Fairbanks’ Borealis Basecamp, Alaska
It’s not unusual for locals in Fairbanks to see the aurora from their backyards or on a late-night drive home. But the further you get from urban light pollution, the more intense and frequent the sightings. If you’re looking for where to see the northern lights in Alaska, there’s no doubt Borealis Basecamp is your best bet. The two-year-old hideaway, about an hour from Fairbanks, sits on 100 acres of pitch-black forest with nearly 250 nights of swirling northern lights views. And you don’t have to step outside to see the brilliant scene. Cozy up in your igloo-like pod—heated to 75 degrees, of course—and watch the aurora dance across the Arctic sky from your bed under a curved, clear roof. On one night of your stay, take a night photography class with neighboring Aurora Bear, which hosts guests at their off-the-grid, cozy cabin for an intimate gathering with home-cooked appetizers, good wine and beer, and hands-on lessons. Even if the lights don’t appear, you’ll learn how to capture them throughout the rest of your trip—and any time you return. By day, choose from a build-your-own-adventure menu of dogsledding, snowmobiling, ice fishing, and just about any Alaska winter activity you want.
Glacier National Park, Montana
Montana’s Glacier, carved by prehistoric ice rivers and filled with 700 miles of hiking and biking trails, runs all the way to the Canadian border. And the park’s northern latitude offers aurora spottings when the geomagnetic activity is high enough (the Kp index, which runs from 0 to 9, needs to be at least 5). Late winter, when nights are longest and clearest, tends to see the most movement in the skies. A few miles from the western entrance, Lake McDonald is one of the best viewpoints for the aurora, as shades of green and violet reflect off the water, creating an ideal photo op. Up your odds for seeing the northern lights by sleeping at the lakeside Apgar Village Lodge & Cabins.

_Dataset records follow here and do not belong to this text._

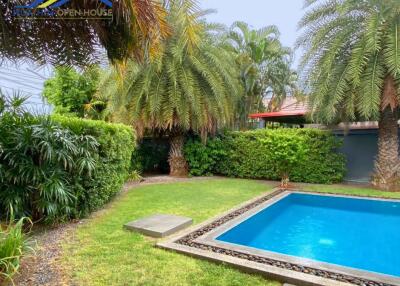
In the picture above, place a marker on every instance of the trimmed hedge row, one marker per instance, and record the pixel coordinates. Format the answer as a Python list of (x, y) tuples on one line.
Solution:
[(307, 155), (113, 159)]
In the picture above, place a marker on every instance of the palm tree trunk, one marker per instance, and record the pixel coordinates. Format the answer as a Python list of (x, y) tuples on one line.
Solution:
[(387, 162), (177, 163)]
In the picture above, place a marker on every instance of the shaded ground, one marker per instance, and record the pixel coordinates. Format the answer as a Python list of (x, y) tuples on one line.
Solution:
[(43, 267)]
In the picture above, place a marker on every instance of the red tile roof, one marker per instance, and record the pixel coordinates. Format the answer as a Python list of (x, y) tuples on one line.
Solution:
[(291, 107)]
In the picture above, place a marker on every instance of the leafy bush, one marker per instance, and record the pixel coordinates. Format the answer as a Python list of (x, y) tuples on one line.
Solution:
[(38, 161), (151, 155), (13, 244), (112, 161), (306, 155)]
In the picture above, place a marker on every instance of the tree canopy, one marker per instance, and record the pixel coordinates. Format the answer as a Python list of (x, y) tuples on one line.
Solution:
[(74, 93), (352, 69), (265, 68), (137, 27)]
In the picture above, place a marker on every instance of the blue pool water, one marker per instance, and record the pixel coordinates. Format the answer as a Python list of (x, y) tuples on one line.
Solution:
[(357, 233)]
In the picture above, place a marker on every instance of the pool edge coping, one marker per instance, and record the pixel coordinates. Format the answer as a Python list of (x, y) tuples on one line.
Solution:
[(285, 273)]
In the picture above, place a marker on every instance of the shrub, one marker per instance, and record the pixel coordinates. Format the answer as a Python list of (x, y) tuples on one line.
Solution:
[(13, 244), (306, 155), (151, 155), (112, 161), (38, 161)]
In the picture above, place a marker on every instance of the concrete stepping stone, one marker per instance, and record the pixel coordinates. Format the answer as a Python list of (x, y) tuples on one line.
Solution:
[(159, 225)]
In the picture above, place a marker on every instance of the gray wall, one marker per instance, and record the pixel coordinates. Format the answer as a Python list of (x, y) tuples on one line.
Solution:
[(360, 148)]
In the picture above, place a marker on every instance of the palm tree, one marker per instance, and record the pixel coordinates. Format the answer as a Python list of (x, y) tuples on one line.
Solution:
[(191, 85), (265, 67), (352, 63), (138, 26)]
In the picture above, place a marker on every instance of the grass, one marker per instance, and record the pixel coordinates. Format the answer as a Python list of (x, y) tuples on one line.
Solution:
[(102, 253)]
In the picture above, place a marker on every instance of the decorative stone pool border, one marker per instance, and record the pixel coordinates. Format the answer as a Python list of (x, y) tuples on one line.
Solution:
[(190, 243)]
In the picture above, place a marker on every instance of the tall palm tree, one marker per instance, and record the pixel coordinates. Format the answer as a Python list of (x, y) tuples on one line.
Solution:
[(352, 63), (137, 26), (191, 85), (265, 67)]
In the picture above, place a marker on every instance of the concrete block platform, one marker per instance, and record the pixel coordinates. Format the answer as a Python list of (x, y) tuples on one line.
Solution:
[(159, 225)]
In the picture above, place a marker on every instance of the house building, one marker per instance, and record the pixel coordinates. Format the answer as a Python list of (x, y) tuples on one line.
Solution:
[(360, 139)]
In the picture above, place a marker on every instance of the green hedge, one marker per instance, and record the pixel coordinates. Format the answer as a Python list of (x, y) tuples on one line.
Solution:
[(308, 155), (113, 159)]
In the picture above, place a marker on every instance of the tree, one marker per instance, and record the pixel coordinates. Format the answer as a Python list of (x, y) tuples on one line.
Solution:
[(71, 92), (138, 26), (264, 68), (352, 63), (192, 85)]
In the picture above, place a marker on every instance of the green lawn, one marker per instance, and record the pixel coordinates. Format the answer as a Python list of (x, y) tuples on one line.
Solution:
[(102, 253)]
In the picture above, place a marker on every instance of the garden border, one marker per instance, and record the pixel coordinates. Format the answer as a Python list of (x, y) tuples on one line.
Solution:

Denali’s Sheldon Chalet, Alaska
For the most exclusive of northern lights trips, book yourself and up to nine of your closest friends at Sheldon Chalet. The luxurious mountain hut is located atop a glacier on a private stretch of Denali (one of Alaska’s jaw-dropping national parks) with a clear view of America’s tallest mountain. Debuting in 2018, the sleek lodge is nearly carbon-neutral and comes with a concierge, private chef, and personal adventure guides. Pack your itinerary with aurora flightseeing tours, ice fishing excursions, igloo building, and trekking to remote hot springs. Though you’ll probably be just as pleased to lounge around the eco-chic chalet, with wraparound windows for optimal aurora stalking.

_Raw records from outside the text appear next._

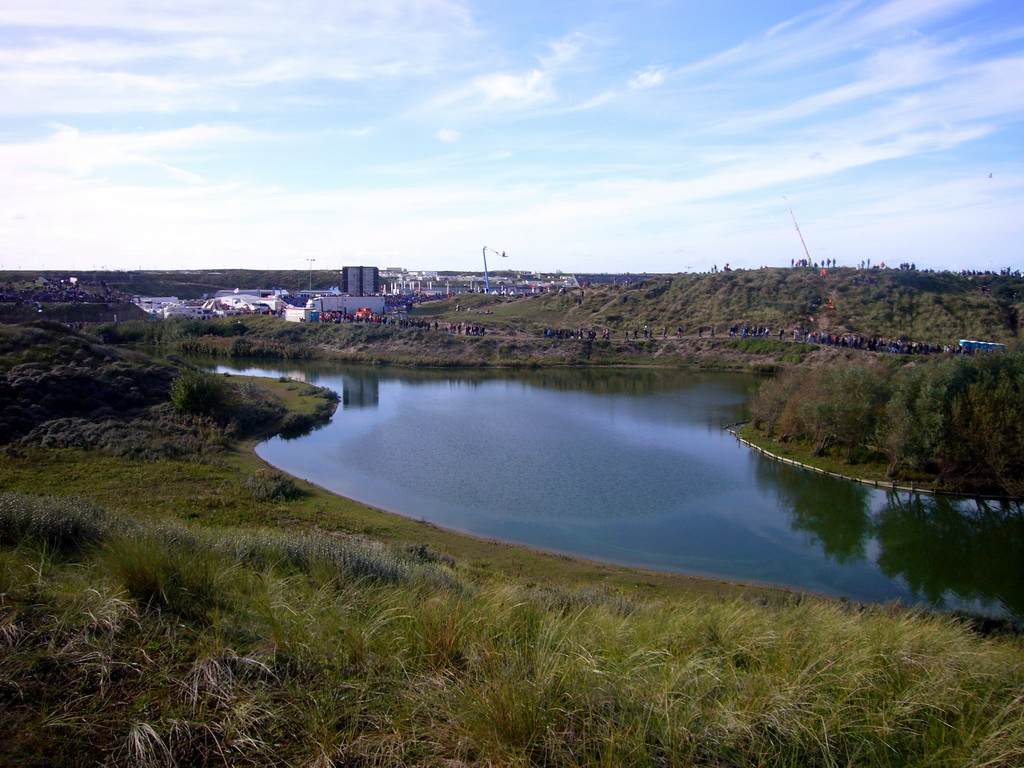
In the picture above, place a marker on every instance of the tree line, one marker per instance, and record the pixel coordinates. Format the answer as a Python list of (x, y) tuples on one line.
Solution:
[(956, 419)]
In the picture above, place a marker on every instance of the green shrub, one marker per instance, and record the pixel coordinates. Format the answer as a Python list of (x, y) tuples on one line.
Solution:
[(268, 485), (203, 393)]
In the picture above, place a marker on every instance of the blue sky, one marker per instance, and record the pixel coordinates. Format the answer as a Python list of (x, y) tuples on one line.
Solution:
[(583, 136)]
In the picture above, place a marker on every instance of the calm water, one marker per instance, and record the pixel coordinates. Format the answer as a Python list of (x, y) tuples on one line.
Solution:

Churchill, Manitoba, Canada
For a sure thing, Churchill promises up to 300 nights a year of aurora action. It’s one of the top three places on the planet to see the lights, and though there’s activity year-round, January to March is prime. Watch the glowing scene from a plexiglass-covered dome at the Churchill Hotel, or set out on an aurora hunting expedition via dogsled with Churchill River Mushing. Polar bear sightings are common, too. On a late-winter visit, you may spot female polar bears and their cubs venturing out of their dens during the day.
Fairbank’s Chena Hot Springs, Alaska
Chances are you’re going to have to wait for hours for the aurora to make an appearance, so you might as well wait in a natural, mineral-rich steamy pool like the ones you find at Chena Hot Springs. The resort—which offers aurora wake-up calls when the lights appear—stands about 60 miles from Fairbanks under one of the most active aurora bands. The northern lights reign supreme out here, which is why Chena has its own team of aurora chasers that will take guests out, as well as an Aurora Ice Museum. The chapel-shaped museum is crafted from 1,000 tons of ice and snow and pays tribute to the brightest aspects of an Alaskan winter with fab, frozen sculptures illuminated with aurora-colored LEDs.

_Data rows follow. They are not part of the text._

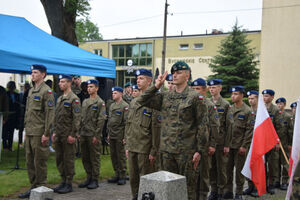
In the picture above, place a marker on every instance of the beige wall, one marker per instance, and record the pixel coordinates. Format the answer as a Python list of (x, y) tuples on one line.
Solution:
[(280, 48)]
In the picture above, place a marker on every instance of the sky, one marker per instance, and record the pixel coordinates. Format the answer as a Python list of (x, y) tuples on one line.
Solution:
[(144, 18)]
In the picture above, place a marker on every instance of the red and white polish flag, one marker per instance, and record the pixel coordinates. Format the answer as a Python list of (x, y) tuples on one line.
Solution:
[(295, 151), (263, 140)]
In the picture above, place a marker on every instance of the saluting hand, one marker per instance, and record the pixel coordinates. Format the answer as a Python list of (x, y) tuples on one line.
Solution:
[(160, 80)]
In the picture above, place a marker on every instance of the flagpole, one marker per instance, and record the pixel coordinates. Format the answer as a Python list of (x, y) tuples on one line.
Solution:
[(283, 152)]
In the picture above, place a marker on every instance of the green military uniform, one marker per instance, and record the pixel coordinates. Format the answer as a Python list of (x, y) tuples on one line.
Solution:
[(67, 123), (285, 141), (205, 162), (241, 137), (183, 130), (218, 176), (141, 140), (116, 127), (272, 157), (92, 121), (39, 117), (127, 98), (296, 184)]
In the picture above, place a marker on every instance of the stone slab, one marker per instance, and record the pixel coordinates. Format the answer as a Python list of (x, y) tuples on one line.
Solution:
[(165, 186)]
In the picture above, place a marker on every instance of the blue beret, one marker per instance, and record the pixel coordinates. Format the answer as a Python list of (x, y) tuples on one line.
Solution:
[(281, 100), (169, 77), (252, 92), (127, 84), (118, 89), (145, 72), (65, 76), (135, 87), (238, 88), (93, 81), (41, 68), (214, 82), (199, 82), (179, 65), (294, 105), (268, 91)]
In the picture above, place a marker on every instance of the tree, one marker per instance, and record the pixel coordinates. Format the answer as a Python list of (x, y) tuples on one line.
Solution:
[(235, 64), (87, 30)]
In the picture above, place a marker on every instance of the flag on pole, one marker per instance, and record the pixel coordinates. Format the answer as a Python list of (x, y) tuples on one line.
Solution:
[(263, 140), (295, 151)]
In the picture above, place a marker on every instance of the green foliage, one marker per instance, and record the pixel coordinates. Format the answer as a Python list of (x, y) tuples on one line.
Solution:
[(87, 30), (235, 64)]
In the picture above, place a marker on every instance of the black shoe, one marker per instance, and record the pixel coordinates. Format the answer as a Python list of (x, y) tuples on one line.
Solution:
[(68, 188), (248, 191), (122, 181), (271, 189), (238, 197), (59, 187), (25, 194), (228, 195), (113, 180), (85, 183), (284, 186), (93, 184), (213, 196)]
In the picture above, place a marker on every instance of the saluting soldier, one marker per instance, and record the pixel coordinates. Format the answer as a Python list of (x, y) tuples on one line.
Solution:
[(140, 136), (118, 112), (199, 85), (184, 124), (39, 117), (93, 116), (272, 157), (241, 139), (218, 177), (66, 129)]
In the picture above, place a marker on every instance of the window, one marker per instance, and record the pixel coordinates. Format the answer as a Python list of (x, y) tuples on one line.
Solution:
[(140, 54), (184, 46), (98, 52), (198, 46)]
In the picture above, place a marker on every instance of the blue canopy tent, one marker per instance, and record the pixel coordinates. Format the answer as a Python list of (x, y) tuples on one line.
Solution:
[(23, 44)]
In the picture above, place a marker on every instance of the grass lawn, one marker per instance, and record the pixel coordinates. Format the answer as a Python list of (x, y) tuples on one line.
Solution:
[(17, 181)]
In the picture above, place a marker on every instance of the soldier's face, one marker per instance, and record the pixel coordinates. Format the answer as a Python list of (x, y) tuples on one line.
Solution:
[(64, 84), (236, 97), (281, 105), (143, 82), (180, 77), (136, 93), (268, 98), (92, 89), (215, 89), (253, 99), (37, 75)]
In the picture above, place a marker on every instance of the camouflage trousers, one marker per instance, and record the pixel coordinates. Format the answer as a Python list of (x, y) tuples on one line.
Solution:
[(36, 160), (118, 157), (65, 155), (181, 164), (90, 157)]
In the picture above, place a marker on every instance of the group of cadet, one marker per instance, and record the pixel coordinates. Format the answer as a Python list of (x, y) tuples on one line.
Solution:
[(178, 130)]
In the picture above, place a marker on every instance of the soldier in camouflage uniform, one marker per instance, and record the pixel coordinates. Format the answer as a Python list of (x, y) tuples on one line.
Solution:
[(184, 133), (241, 138), (272, 157), (199, 85), (39, 117), (140, 136), (66, 128), (285, 120), (92, 122), (127, 97), (218, 176), (118, 112)]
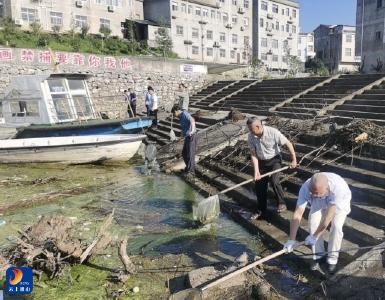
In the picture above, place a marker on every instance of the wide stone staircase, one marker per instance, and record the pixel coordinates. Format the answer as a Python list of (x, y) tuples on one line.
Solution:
[(308, 105), (365, 175), (212, 88), (369, 105), (260, 97)]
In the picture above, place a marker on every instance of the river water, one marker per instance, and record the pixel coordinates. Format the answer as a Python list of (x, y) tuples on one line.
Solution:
[(154, 211)]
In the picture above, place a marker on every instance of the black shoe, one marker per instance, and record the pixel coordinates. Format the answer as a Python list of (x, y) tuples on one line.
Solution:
[(316, 264), (332, 268)]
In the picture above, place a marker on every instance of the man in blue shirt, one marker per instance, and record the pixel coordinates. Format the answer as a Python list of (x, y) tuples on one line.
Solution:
[(187, 123)]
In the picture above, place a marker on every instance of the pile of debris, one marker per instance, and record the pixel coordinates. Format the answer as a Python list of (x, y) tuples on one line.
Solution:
[(51, 244)]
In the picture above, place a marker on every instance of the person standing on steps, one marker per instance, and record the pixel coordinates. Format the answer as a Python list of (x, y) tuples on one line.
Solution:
[(187, 123), (153, 107), (329, 197), (132, 102), (265, 142), (147, 100)]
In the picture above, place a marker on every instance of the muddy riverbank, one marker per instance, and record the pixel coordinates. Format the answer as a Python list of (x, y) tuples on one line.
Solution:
[(153, 211)]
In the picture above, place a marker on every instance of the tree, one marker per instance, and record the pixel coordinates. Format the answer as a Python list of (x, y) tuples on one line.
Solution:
[(164, 41), (316, 66)]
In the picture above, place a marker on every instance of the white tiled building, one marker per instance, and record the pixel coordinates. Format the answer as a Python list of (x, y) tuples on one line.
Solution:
[(335, 46), (275, 31), (67, 14), (213, 31), (306, 46)]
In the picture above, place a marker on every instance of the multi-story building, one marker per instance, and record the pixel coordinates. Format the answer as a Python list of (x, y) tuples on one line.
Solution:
[(306, 46), (335, 46), (370, 41), (275, 31), (70, 14), (213, 31)]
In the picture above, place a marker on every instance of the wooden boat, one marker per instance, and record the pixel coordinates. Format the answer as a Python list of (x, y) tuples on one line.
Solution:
[(70, 150), (91, 127)]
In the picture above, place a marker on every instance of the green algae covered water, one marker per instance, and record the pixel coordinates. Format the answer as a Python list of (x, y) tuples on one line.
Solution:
[(153, 211)]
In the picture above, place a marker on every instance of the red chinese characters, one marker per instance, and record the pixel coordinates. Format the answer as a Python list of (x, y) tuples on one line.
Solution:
[(45, 57), (110, 62), (5, 54), (94, 61), (125, 63), (27, 55), (78, 59)]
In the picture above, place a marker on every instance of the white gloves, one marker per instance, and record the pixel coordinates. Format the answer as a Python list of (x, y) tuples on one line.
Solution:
[(289, 246), (311, 240)]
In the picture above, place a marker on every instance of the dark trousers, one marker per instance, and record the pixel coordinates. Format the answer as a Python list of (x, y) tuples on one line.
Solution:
[(154, 114), (261, 186), (133, 107), (188, 153)]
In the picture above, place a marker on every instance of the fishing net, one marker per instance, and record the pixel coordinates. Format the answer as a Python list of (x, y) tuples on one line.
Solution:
[(206, 210)]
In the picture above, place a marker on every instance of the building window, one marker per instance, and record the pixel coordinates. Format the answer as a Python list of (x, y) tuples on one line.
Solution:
[(56, 18), (179, 30), (263, 42), (348, 51), (234, 39), (174, 6), (28, 14), (195, 33), (222, 37), (225, 17), (348, 38), (195, 50), (246, 41), (105, 23), (264, 5), (80, 21), (209, 34)]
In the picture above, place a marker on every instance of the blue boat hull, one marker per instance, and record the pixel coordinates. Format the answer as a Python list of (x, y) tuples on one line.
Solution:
[(130, 126)]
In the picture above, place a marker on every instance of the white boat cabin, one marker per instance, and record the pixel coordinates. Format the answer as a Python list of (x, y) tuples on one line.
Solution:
[(46, 99)]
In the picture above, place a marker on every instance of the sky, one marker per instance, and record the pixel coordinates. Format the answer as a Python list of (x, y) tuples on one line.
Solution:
[(316, 12)]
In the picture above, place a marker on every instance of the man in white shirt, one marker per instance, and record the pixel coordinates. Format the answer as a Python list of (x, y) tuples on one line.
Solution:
[(265, 142), (329, 198)]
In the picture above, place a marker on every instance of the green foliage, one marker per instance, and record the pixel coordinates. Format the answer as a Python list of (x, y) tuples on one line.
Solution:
[(316, 66), (164, 41)]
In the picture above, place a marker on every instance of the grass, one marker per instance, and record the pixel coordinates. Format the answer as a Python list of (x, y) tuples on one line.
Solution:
[(75, 42)]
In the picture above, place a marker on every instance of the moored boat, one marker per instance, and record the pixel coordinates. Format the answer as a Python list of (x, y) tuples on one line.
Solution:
[(70, 150)]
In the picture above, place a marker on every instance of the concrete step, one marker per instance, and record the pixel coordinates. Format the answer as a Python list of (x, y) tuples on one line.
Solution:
[(357, 114)]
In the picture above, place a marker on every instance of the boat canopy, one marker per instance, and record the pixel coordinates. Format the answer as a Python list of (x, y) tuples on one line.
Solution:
[(47, 99)]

Alberta’s Jasper National Park, Canada
Canada is loaded with places where to see the northern lights—especially in Alberta. The province lays claim to the second-largest Dark Sky Preserve (an official designation for places with uber-clear skies) at Jasper National Park. Located four hours from Edmonton, the park has serious viewing potential from September to May. But to really geek out on the night skies, time your trip for mid-October for the Jasper Dark Sky Festival, which hosts talks with prominent astronauts, art installations, and cosmic-inspired live music. Post up at a prime stargazing locale—Pyramid Island, Maligne Lake, Old Fort Point, Athabasca Glacier (and its cave; pictured) are all great options—or if you can brave the cold, camp under the aurora in a backcountry site like Big Bend or Hidden Cove, reachable by fat bike. For the royal treatment, book a room in town at the Fairmont Jasper Park Lodge, a 700-acre mountain resort on the shores of Lac Beauvert, where Queen Elizabeth II and Prince Philip stayed during their 2005 visit to the Canadian Rockies.
Canada’s Yukon territory is hella remote, and the wild and rugged landscape provides stellar aurora borealis displays. From Dawson City’s Midnight Dome observation tower (it overlooks the Yukon River and Klondike valley) to the various aurora-centric lodges in Whitehorse, the region has loads of places to hunker down under colorful skies. In Whitehorse, you can see the northern lights while soaking in the piping-hot mineral springs at Takhini Hot Pools, or from the comfort of your room at the Northern Lights Hotel & Spa. Windows in the resort’s standalone, mini chalets stretch nearly floor-to-ceiling for front-row views of the dancing lights.
Panhandle National Forests, Idaho
The Pacific Northwest’s famously cloudy skies don’t fare particularly well for those who want to see the northern lights, but just over the Washington border, conditions in Idaho’s panhandle are better. The 2.5 million acres of protected forests mostly see clear nights from January to March. We won’t lie, sightings aren’t common—activity needs to be strong to reach this far south—but even faint lights can produce spectacular photos, as cameras’ sensors can pick up more vivid activity than the naked eye.
Yellowknife, Northwest Territories, Canada
North of Alberta, another standout Canadian location is just outside our typical range of coverage, but it’s worth noting as the so-called “aurora capital of North America.” More than 240 nights of lights from August through mid-April means you can see the most spectacular light show on Earth even in the warmer months. Get a room in town at the modern Aurora Deluxe Guest House, and book a tour (with dinner) to Aurora Village, a picturesque viewing point with teepees heated by wood-burning stoves. For a more out-there experience, take a bush plane to the backcountry log cabins at the rustic-luxe Blachford Lake Lodge & Wilderness Resort.